🤖 AI Summary
In conventional two-stage training, supervised fine-tuning (SFT) and reinforcement learning (RL) are decoupled, hindering the co-optimization of large language models’ (LLMs) reasoning capabilities.
Method: We propose a bilevel optimization framework for SFT–RL co-training: the upper level optimizes a meta-objective—collaborative gain—to enable SFT to dynamically learn how to guide RL policy updates; the lower level explicitly incorporates differentiable supervision signals into RL, enabling joint training driven by policy gradients. This breaks stage isolation and allows real-time, differentiable feedback from SFT to RL.

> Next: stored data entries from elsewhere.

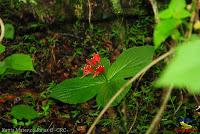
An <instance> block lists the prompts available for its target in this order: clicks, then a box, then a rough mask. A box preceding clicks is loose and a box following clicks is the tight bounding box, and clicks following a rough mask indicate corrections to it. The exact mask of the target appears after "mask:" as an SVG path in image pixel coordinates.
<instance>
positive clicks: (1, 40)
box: [0, 18, 5, 43]
mask: <svg viewBox="0 0 200 134" xmlns="http://www.w3.org/2000/svg"><path fill="white" fill-rule="evenodd" d="M0 25H1V35H0V43H1V42H2V40H3V37H4V34H5V27H4V23H3V21H2V19H1V18H0Z"/></svg>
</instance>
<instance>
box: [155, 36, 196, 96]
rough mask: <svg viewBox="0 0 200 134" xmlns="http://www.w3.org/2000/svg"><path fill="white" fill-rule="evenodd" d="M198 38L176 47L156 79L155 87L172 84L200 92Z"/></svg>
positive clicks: (171, 85) (161, 86)
mask: <svg viewBox="0 0 200 134" xmlns="http://www.w3.org/2000/svg"><path fill="white" fill-rule="evenodd" d="M199 57H200V39H198V40H192V41H189V42H187V43H185V44H182V45H181V46H179V47H177V48H176V53H175V56H174V57H173V59H172V60H171V61H170V63H169V64H168V66H167V67H166V69H165V70H164V71H163V73H162V74H161V77H160V78H159V79H158V80H157V82H156V86H157V87H169V86H174V87H177V88H187V89H188V90H189V92H193V93H200V59H199Z"/></svg>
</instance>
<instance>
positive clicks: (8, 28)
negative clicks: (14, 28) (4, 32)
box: [4, 23, 15, 39]
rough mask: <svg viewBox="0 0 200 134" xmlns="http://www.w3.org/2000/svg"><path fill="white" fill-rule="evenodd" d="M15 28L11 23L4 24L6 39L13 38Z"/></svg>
mask: <svg viewBox="0 0 200 134" xmlns="http://www.w3.org/2000/svg"><path fill="white" fill-rule="evenodd" d="M14 33H15V29H14V26H13V25H12V24H8V23H7V24H5V35H4V37H5V38H6V39H13V38H14Z"/></svg>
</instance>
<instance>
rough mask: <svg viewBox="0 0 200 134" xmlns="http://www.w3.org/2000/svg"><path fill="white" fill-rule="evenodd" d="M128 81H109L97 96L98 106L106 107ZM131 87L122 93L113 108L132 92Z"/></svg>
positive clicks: (121, 80)
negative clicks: (107, 103) (125, 83)
mask: <svg viewBox="0 0 200 134" xmlns="http://www.w3.org/2000/svg"><path fill="white" fill-rule="evenodd" d="M126 82H127V81H126V80H123V79H122V80H116V81H108V82H106V83H105V84H104V86H103V87H102V89H101V90H100V91H99V93H98V94H97V98H96V99H97V104H98V105H99V106H101V107H104V106H105V105H106V104H107V102H108V101H109V100H110V99H111V98H112V97H113V95H114V94H115V93H116V92H117V91H118V90H119V89H120V88H121V87H122V86H123V85H124V84H125V83H126ZM130 88H131V86H128V87H127V88H126V89H125V91H124V92H122V93H121V94H120V95H119V96H118V97H117V98H116V100H115V101H114V102H113V103H112V106H116V105H117V104H119V102H120V101H121V100H122V99H123V98H124V97H125V95H126V94H127V93H128V91H129V90H130Z"/></svg>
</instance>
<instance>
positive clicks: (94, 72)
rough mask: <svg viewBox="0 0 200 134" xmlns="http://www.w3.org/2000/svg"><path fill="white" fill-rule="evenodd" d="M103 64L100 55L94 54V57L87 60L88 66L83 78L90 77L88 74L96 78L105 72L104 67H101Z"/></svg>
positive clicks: (86, 63)
mask: <svg viewBox="0 0 200 134" xmlns="http://www.w3.org/2000/svg"><path fill="white" fill-rule="evenodd" d="M100 62H101V57H100V55H99V54H98V53H94V54H93V57H92V58H91V59H90V60H88V59H86V65H85V67H84V68H83V69H82V71H83V77H84V76H86V75H88V74H93V77H96V76H97V75H99V74H100V73H103V72H104V70H105V69H104V66H101V65H100Z"/></svg>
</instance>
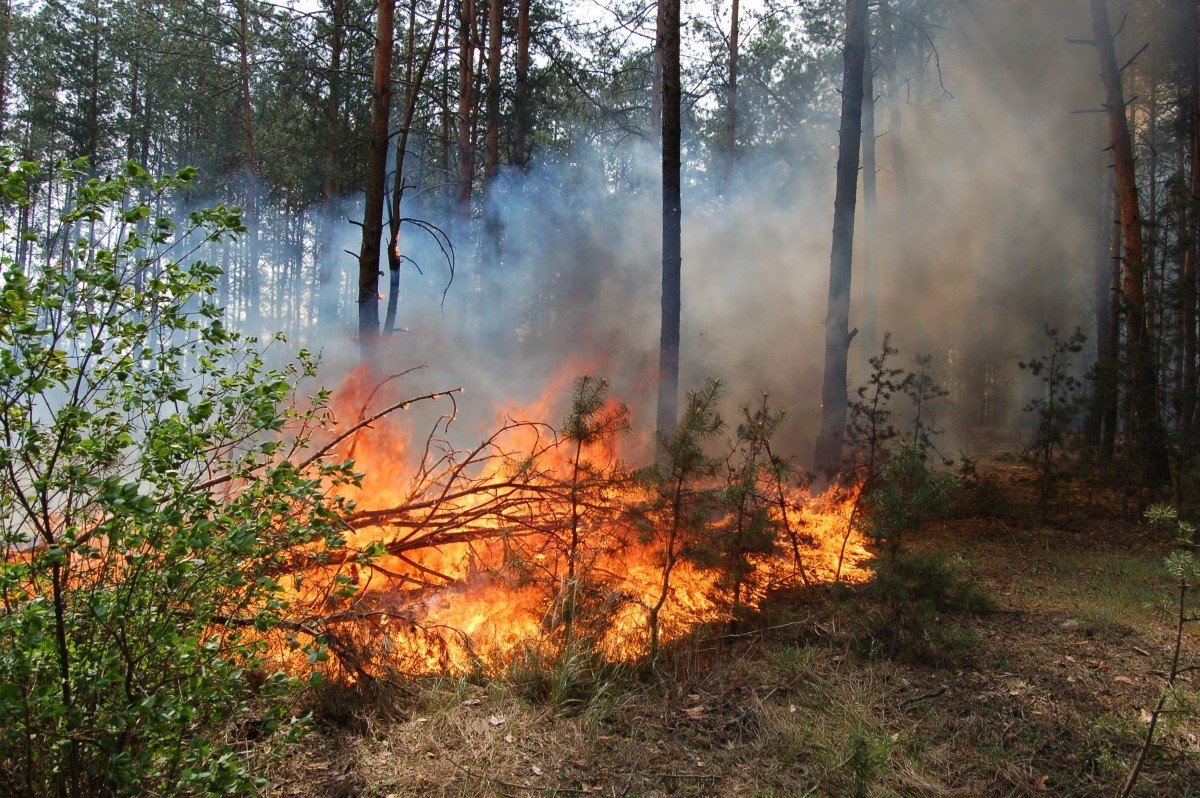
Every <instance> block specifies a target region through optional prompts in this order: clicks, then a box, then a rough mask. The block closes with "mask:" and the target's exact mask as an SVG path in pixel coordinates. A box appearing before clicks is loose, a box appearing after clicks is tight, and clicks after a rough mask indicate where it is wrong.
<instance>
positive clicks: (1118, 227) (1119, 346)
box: [1100, 185, 1124, 462]
mask: <svg viewBox="0 0 1200 798" xmlns="http://www.w3.org/2000/svg"><path fill="white" fill-rule="evenodd" d="M1110 224H1111V229H1112V232H1111V235H1110V238H1109V252H1110V257H1109V262H1110V266H1109V325H1108V334H1109V346H1108V350H1109V352H1110V353H1111V360H1110V366H1111V371H1110V372H1109V373H1108V374H1105V379H1106V380H1108V384H1106V385H1105V389H1104V430H1103V431H1102V433H1100V455H1102V456H1103V457H1104V462H1110V461H1111V460H1112V454H1114V452H1115V451H1116V446H1117V425H1118V424H1120V418H1121V409H1120V408H1121V401H1120V398H1121V397H1120V394H1121V362H1120V360H1118V358H1117V355H1118V354H1120V352H1121V282H1122V278H1123V276H1124V275H1123V274H1122V268H1121V265H1122V260H1123V258H1122V256H1121V245H1122V239H1121V196H1120V194H1117V192H1116V185H1114V187H1112V221H1111V222H1110Z"/></svg>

Contribution/Results: Evaluated on five mainstream reasoning benchmarks, our method significantly outperforms the standard SFT+RL baseline, achieving superior trade-offs between reasoning performance and training efficiency. Empirical results validate the effectiveness of the co-optimization paradigm for LLM reasoning.
📝 Abstract
Reinforcement learning (RL) has proven effective in incentivizing the reasoning abilities of large language models (LLMs), but suffers from severe efficiency challenges due to its trial-and-error nature. While the common practice employs supervised fine-tuning (SFT) as a warm-up stage for RL, this decoupled two-stage approach limits interaction between SFT and RL, thereby constraining overall effectiveness. This study introduces a novel method for learning reasoning models that employs bilevel optimization to facilitate better cooperation between these training paradigms. By conditioning the SFT objective on the optimal RL policy, our approach enables SFT to meta-learn how to guide RL's optimization process. During training, the lower level performs RL updates while simultaneously receiving SFT supervision, and the upper level explicitly maximizes the cooperative gain-the performance advantage of joint SFT-RL training over RL alone. Empirical evaluations on five reasoning benchmarks demonstrate that our method consistently outperforms baselines and achieves a better balance between effectiveness and efficiency.